I’m sorry to read you’ve had another cancer diagnosis…that’s tough for you to cope with. But I don’t personally believe there are “medicines” out there which are being kept from us because of financial pressures on the nhs.

You might get replies telling you about miracle protocols in this group and others. Where is peer reviewed evidence for their success? In my years with cervical cancer I’ve seen several ladies try “alternative medicine” to treat their cancer, foregoing conventional treatment such as you are having. To put it bluntly, they are all dead.

I’m presuming your cancer is already advanced since you are having the chemo cocktail prior to chemorads. In my opinion, there isn’t going to be anything you can buy that is going to give you a better chance at controlling this disease than what you are having to do now.
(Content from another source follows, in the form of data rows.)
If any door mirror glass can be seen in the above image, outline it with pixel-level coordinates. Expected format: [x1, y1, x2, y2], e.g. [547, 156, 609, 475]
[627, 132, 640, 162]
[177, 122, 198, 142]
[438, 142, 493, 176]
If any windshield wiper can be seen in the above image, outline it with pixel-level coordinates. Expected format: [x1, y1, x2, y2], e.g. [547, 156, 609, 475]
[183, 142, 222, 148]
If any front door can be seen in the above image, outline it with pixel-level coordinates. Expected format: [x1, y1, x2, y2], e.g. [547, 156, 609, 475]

Your team should be proactive in managing side effects, so make sure you tell the everything. If you do decide to purchase something unproven you need to tell them in case it will react badly to your current chemo. I don’t believe the nhs is hiding any miracle drugs from us on the basis of cost, and I am speaking as someone who has been through advanced cancer under the nhs who is still here to tell the tale.

Have you thought about who would administer any other treatments you could find? Are you prepared to leave the nhs to follow another route? It’s a very personal decision of course, but I know what I would choose.

Thank you for your response. I do not expect a miracle cure and certainly would never meddle with untried and untested quack remedies. I am very grateful for the treatment that I am getting. I am merely posing the question of whether there might be helpful meds out there that we are either not aware of, or that we are not offered because of the cost to the NHS.

I understand…my belief still holds that we are given the optimum treatment for our own individual circumstances, and I’m not sure that patients would know if there are other things out there which can be purchased, while still being recognised conventional treatments. Have you asked your oncologist?

I guess I’m just struggling to go through chemo etc for a second time. I am only half-way through the first week and I hoped it would have been easier! I am just looking for ways to help. Clutching at straws! I guess I just have to face up to it and get on with it.

1 Like

This chemo will likely be tougher for you than the Cisplatin given with radiation, which is something to hang onto. But it’s early days…just make sure you tell your team how you’re feel to see if they can help. There are many different anti nausea meds to try for example. Hang in there!

Thanks. I can do this!

2 Likes

You can-and that’s the best attitude to have. It really makes a huge difference in how you cope, and medics have told me how much better patients who are positive fare in treatment and recovery. I honestly wish you all the best with this-it’s my 4 year anniversary today of surgery for advanced cervical cancer and I never gave up, even though there were times I was desperate to.

I had keytruda with the same medications you mentioned and it worked well for me, although I know keytruda causes issues for many. But I managed treatments well and actually gained weight and kept working during the treatments. I developed an allergy to cisplatin at the very end of my treatments

Thank you. I’m glad you found something that worked for you. I haven’t explored that type of treatment and so I don’t know in which circumstances the drs would offer it.
At the moment, my main problem is the overwhelming fatigue. I am due my next treatment on Wednesday but am still struggling to get out of bed!